Colo. groups look to legalize marijuana in ’12

Activists plan to launch campaigns but won’t collect signatures yet

DENVER – Colorado marijuana activists, undaunted by California’s failure to legalize the drug, said last week they are launching two separate campaigns to legalize marijuana for adults in 2012.

The groups announced their intentions even as voters in more than two dozen Colorado municipalities decided last week to ban medical marijuana centers.

But advocates who want to legalize the drug see hope in Colorado, one of 14 states where medical marijuana is legal, and where Denver voters approved an ordinance making marijuana possession the “lowest law-enforcement priority.”

“Colorado is ready,” said Mason Tvert, the head of Safer Alternative For Enjoyable Recreation, the organization behind the Denver ordinance a few years ago.

Tvert’s SAFER and Sensible Colorado said Wednesday they would work together to let voters decide whether to make marijuana legal for adults 21 years and older and regulate the drug like alcohol.

Laura Kriho, outreach coordinator for the Cannabis Therapy Institute, and the other groups launching a campaign called Le, said they wanted to make their announcement Wednesday to time it with whatever result came out of California. Residents there rejected the legalization effort by a vote of 54 to 46 percent.

Kriho said her group wants to start its campaign now even though it won’t be until early 2012 that they begin collecting signatures to put the question to voters later that year.

“We’re fighting about 70 years of government propaganda and reefer madness,” she said.

Colorado is considered one of the easiest – and most inexpensive states – for groups to put ballot questions to voters.
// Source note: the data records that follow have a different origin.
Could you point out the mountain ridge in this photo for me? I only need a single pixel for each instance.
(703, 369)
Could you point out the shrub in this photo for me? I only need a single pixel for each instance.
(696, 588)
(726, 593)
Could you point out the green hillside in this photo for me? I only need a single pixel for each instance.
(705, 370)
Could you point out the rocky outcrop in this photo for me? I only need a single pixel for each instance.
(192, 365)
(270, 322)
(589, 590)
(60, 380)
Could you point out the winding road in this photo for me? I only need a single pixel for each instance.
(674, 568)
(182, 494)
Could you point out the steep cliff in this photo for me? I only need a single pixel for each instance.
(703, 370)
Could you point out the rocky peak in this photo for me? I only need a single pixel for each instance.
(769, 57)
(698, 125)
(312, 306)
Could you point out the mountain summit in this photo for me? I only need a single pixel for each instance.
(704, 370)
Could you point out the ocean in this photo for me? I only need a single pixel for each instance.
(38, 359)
Groups need only 76,047 signatures from the state’s 3.2 million registered voters to propose a ballot question, and all the signatures can come from one geographic area.
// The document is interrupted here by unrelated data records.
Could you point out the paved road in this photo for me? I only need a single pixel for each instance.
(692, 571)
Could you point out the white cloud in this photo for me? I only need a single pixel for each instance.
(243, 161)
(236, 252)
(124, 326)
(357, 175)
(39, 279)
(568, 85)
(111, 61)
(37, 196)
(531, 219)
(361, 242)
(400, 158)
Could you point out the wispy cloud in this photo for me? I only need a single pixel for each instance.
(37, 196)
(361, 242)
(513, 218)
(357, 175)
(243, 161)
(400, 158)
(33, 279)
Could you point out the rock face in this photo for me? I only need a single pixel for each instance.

“Getting it on the ballot is not the trick,” said Sam Kamin, an associate professor at the University of Denver Sturm College of Law.

Brian Vicente, executive director of Sensible Colorado, said he hopes the three groups working on the two legalization efforts can become one campaign.
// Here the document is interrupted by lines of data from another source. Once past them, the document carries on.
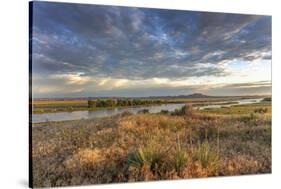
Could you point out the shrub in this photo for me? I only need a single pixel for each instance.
(180, 159)
(260, 110)
(144, 111)
(149, 156)
(185, 110)
(126, 113)
(164, 112)
(267, 99)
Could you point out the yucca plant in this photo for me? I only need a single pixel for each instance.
(180, 158)
(148, 155)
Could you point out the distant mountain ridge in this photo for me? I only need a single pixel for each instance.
(196, 95)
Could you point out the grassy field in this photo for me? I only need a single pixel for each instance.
(69, 105)
(126, 148)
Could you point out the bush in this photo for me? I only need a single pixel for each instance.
(149, 156)
(185, 110)
(180, 159)
(267, 99)
(164, 112)
(260, 110)
(144, 111)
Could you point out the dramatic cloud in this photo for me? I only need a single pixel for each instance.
(100, 50)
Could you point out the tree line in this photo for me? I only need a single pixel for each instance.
(121, 102)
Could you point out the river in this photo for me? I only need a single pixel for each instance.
(85, 114)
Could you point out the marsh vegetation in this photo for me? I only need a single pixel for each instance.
(128, 147)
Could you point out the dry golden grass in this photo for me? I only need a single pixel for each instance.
(128, 148)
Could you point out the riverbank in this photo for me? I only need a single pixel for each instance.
(127, 147)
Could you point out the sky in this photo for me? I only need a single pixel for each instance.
(92, 51)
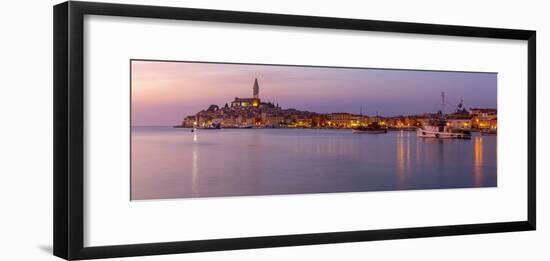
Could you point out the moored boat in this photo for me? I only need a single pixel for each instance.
(373, 128)
(442, 131)
(488, 132)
Vicente’s group on Wednesday was tracking how the medical-marijuana industry fared in municipalities where voters were asked to tax the drug or ban the sale of medical marijuana. He said as many as 29 municipalities chose to ban medical-marijuana centers, including Aurora, Colorado’s third-largest city.

Vicente said Aurora does not currently have any dispensaries.

“That’s a major blow for (medical-marijuana) patients in those communities,” Vicente said. “It also means that Aurora is not going to benefit from tax or job creation in their community.”

Medical-marijuana advocates say most of the businesses and medical-marijuana patients in the state are along the Front Range in the Denver metro area and Boulder.

Other places that banned dispensaries include Broomfield and Douglas counties. Five counties, including rural Alamosa and Costilla, voted to allow medical-marijuana centers, along with two small cities, Fraser and Minturn.

Vicente and others in the medical-marijuana industry were claiming a victory in El Paso County, where they said a proposed ban would have shut down more than 100 businesses operating in unincorporated areas.

In 2000, Colorado voters approved marijuana for medical uses. This year, the state Legislature gave communities the option of banning medical-marijuana centers outright or putting the question to voters.